I was amazed last friday. I had hobbled up to quennevais to my appointment at the opticians and lo and behold right in front of me was one of the country's most famous entrepreneurs, no doubt getting a bit of kitesurfing in before doing the channel for his 60th.
Although someway off, I could not be in any way mistaken. The rose coloured hippy specs, the small goatee beard, blondish salt & pepper hair falling out from below the famous straw hat, flip flops, designer jeans, flashy smile, o'brien shirt and shoulder bag. Nothing at all was going to stop me from at least saying "hi" to one of life's great heros. I was really excited but not in a Razzy mancrush sort of way. We had actually corresponded in the '70s when I was at College and he was setting up Virgin in the NME.
Having recently hurt my leg I couldn't keep up but was quietly pleased to see him dive into the party shop. At least I thought I would catch up with him when he came out (of the shop that is).

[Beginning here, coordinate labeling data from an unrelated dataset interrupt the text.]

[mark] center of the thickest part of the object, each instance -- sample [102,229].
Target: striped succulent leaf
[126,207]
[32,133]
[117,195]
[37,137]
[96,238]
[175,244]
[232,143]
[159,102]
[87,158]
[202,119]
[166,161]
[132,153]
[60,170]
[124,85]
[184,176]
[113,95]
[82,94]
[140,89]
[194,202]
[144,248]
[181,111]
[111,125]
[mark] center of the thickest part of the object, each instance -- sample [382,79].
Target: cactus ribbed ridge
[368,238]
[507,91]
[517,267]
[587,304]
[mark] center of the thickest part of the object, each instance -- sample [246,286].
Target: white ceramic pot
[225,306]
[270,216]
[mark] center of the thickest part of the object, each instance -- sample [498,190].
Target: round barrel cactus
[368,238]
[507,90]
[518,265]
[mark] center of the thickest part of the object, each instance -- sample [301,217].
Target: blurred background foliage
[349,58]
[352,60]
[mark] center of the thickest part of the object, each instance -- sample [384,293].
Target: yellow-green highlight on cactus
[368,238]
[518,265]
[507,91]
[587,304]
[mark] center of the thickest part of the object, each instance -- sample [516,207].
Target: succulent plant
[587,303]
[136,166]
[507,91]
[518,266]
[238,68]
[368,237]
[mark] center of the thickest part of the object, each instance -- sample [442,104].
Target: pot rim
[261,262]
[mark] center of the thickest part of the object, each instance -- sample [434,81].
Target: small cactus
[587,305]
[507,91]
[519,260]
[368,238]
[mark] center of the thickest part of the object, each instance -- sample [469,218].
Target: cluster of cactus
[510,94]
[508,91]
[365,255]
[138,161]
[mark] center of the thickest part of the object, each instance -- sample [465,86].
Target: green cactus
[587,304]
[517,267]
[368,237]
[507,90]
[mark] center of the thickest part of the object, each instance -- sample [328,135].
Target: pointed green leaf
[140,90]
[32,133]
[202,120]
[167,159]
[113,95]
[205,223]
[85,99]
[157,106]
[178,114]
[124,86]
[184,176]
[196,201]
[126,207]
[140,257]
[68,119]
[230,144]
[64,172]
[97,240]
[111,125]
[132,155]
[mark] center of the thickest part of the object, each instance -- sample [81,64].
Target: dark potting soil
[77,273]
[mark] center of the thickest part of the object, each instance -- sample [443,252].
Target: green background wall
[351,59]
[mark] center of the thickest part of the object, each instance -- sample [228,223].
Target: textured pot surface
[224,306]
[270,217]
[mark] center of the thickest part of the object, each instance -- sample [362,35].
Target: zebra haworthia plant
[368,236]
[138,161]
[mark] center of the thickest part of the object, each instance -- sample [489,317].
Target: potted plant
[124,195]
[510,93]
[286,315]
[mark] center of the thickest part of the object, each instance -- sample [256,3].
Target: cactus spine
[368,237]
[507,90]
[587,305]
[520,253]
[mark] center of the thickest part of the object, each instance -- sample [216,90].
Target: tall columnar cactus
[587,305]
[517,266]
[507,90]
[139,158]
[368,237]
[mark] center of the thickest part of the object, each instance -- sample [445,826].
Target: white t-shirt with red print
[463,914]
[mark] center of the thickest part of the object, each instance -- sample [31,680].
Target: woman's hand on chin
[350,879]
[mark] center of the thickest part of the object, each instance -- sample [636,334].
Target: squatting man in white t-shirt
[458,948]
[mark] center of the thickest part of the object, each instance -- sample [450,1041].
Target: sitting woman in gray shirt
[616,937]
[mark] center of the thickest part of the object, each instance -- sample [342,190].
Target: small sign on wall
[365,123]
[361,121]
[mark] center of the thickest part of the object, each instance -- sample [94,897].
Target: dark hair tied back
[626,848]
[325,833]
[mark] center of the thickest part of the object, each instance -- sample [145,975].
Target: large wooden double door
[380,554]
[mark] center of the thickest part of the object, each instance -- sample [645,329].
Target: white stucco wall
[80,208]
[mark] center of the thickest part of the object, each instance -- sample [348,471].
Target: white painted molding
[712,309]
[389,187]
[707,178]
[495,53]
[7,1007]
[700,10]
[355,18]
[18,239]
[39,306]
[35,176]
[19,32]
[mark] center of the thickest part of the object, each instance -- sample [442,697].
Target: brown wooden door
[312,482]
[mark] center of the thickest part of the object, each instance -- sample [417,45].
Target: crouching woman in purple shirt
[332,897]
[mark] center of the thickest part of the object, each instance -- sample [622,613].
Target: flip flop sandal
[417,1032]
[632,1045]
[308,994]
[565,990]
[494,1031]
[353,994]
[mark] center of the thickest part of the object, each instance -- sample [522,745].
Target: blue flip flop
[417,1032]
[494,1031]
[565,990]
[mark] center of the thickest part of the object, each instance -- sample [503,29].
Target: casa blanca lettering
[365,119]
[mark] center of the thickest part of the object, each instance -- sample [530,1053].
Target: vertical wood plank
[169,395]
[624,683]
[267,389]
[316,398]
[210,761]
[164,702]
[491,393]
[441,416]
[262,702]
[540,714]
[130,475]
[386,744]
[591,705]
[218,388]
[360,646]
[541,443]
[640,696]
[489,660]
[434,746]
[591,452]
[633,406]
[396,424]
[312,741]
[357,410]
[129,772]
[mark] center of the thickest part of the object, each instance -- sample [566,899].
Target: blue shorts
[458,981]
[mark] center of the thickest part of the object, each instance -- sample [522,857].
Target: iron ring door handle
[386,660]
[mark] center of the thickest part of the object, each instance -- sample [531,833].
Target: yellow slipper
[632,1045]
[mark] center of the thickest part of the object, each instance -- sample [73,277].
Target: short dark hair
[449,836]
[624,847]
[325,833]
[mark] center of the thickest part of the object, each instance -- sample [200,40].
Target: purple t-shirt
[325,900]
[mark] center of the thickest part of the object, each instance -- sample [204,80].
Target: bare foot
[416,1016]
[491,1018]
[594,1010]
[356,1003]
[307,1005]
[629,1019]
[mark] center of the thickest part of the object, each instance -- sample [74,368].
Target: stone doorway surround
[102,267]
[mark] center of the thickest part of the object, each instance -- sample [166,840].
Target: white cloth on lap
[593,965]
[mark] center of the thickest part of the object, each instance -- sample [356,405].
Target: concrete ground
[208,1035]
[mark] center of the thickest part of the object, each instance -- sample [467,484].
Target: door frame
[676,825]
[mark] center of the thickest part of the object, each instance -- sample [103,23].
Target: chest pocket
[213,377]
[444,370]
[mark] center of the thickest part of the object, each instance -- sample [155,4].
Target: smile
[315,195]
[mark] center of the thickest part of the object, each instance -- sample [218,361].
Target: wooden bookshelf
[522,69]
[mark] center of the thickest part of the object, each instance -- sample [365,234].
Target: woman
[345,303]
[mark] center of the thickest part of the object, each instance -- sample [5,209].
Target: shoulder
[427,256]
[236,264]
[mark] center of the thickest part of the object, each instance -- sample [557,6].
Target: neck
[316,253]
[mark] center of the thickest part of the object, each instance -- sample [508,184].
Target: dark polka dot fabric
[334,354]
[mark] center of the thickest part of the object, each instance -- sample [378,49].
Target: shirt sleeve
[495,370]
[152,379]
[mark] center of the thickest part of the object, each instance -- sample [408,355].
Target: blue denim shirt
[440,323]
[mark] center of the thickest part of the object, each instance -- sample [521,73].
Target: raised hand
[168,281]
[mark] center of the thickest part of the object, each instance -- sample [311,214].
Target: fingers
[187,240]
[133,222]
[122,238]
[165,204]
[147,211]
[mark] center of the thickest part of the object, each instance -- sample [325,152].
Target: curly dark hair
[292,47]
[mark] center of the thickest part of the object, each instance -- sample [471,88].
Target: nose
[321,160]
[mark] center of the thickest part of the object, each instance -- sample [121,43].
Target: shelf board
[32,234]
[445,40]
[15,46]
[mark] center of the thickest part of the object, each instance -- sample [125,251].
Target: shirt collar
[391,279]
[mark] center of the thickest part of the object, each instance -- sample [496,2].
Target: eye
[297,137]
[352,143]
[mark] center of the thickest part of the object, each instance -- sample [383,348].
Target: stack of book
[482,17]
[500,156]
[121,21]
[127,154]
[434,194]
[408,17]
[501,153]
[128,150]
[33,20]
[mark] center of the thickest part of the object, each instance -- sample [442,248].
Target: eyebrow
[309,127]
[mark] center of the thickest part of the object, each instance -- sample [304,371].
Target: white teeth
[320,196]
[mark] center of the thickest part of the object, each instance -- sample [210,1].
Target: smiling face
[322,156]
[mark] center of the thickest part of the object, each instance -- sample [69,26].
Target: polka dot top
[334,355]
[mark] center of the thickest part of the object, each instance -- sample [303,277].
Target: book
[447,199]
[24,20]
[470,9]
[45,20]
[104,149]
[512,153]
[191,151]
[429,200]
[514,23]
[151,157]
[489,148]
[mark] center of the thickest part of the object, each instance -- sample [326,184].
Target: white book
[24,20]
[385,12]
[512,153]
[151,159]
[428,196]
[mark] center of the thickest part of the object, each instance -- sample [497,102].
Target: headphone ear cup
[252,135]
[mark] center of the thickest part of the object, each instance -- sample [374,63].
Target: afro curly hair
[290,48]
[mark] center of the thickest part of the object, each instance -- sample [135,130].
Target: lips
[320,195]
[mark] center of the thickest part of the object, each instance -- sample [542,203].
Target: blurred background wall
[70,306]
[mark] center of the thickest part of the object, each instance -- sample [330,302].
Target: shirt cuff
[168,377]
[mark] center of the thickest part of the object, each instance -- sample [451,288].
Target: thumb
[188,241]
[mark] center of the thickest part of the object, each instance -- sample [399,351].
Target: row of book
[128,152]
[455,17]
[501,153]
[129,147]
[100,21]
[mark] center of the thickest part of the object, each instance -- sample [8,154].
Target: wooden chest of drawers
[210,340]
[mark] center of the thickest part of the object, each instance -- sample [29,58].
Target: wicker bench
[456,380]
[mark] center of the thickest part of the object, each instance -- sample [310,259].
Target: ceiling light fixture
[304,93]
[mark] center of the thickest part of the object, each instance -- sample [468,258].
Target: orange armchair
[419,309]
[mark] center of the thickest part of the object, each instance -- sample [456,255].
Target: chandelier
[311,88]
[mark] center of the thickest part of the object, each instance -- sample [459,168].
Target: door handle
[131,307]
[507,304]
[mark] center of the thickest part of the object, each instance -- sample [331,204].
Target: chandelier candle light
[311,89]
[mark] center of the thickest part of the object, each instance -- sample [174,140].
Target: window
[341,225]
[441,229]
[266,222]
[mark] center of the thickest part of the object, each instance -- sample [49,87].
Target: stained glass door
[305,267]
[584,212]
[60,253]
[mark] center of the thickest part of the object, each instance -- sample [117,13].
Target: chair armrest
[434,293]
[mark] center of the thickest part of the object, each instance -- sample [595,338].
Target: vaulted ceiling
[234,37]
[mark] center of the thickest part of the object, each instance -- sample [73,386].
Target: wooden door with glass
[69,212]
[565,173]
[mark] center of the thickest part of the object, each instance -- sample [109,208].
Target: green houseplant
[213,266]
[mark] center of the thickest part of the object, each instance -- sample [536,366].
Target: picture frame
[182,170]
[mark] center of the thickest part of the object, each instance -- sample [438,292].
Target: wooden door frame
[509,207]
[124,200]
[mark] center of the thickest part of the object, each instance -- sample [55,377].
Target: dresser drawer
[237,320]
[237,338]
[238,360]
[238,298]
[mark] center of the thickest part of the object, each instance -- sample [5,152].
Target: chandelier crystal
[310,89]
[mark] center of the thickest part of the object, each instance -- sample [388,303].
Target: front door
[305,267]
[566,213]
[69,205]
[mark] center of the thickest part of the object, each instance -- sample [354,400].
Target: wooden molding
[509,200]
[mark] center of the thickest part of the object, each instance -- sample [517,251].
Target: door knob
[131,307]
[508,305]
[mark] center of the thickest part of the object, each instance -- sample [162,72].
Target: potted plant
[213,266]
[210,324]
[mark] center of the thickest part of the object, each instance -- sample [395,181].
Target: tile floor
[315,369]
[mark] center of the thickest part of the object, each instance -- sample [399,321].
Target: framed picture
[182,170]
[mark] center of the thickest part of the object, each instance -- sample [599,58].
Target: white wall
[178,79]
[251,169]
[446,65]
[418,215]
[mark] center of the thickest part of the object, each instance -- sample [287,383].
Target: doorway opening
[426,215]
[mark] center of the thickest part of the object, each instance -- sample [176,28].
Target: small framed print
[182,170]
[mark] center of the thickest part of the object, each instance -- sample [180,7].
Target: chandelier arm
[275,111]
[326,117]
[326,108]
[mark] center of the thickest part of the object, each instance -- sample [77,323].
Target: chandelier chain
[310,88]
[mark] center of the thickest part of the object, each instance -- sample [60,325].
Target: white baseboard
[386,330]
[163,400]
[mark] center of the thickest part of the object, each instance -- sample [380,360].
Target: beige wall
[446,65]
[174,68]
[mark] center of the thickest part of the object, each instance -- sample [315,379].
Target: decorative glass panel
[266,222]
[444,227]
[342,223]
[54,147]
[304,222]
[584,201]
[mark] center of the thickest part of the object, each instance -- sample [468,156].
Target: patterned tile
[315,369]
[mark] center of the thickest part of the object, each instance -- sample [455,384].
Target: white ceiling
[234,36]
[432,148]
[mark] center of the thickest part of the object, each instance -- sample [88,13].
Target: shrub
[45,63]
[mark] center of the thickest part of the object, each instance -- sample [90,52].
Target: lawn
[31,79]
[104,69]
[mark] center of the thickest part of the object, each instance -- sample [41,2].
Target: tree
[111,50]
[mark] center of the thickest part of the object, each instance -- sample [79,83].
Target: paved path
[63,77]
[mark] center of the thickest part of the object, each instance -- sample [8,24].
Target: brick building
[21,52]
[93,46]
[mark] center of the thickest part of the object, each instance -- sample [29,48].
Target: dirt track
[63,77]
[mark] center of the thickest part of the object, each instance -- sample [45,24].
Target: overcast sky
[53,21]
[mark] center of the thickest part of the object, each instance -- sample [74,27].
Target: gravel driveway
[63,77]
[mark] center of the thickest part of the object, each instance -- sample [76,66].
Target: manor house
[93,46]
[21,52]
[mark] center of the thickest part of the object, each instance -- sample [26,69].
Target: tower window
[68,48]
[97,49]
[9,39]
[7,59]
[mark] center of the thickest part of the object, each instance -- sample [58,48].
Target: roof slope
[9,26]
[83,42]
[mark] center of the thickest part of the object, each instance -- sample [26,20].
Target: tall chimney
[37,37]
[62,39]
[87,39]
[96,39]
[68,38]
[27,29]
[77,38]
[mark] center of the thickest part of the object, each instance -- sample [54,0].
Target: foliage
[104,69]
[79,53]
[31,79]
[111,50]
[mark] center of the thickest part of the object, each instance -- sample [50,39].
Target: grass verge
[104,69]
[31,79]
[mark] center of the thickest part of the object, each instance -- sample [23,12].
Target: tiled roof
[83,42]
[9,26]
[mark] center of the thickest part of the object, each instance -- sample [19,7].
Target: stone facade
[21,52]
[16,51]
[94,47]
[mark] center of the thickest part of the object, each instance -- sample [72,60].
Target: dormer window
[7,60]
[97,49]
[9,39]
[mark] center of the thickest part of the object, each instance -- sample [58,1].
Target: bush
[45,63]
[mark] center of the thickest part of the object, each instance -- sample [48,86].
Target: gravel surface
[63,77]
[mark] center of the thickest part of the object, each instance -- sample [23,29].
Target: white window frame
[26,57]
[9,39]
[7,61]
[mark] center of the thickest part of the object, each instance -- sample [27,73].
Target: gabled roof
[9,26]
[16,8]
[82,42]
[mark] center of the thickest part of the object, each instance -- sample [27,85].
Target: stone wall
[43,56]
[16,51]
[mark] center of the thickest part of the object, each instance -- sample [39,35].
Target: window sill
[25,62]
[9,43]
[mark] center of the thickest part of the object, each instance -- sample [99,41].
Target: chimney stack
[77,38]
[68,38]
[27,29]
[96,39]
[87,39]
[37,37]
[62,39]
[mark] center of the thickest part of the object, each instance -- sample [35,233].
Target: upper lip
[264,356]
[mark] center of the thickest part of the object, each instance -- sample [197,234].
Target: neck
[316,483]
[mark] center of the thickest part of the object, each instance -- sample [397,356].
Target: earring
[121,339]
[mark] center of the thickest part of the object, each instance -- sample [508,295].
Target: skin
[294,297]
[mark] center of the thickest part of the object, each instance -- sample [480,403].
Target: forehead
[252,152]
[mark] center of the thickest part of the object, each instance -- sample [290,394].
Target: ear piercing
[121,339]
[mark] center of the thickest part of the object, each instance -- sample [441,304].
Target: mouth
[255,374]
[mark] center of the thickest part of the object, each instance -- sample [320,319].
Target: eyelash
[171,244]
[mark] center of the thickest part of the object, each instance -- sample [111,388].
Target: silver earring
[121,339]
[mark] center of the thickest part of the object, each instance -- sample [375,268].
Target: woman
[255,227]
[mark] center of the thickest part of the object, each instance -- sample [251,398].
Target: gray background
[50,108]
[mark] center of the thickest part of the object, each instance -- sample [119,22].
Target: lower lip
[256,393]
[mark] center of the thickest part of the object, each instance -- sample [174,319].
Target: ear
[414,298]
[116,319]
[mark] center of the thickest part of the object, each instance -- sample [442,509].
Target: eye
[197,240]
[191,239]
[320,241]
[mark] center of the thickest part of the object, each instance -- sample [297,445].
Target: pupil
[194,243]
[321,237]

I waited a moment until he came out, well! Talk about disapointment!, closer up, the yellowing uncut toenails, jeans with a patch on them, the flip flops turned up at the back and worn to each side, the shirt was a cheap copy, the shoulder bag definately car boot, but worst of all the rose coloured Hippy specs were actually thick gold rimmed Aviators! My final clue was the Laithewaites wine gut, less of a sixpack and more of a party eight. Holy sh!t I though! Elvis has been reserected!, closer inspection led to greater disapointment, the shrugging pidgeon shoulders and piggy eyes were the final giveaway!
I'd just remembered two things, first, that Mike Vibert still lives around here somewhere and secondly, I was late for my opticians appointment!!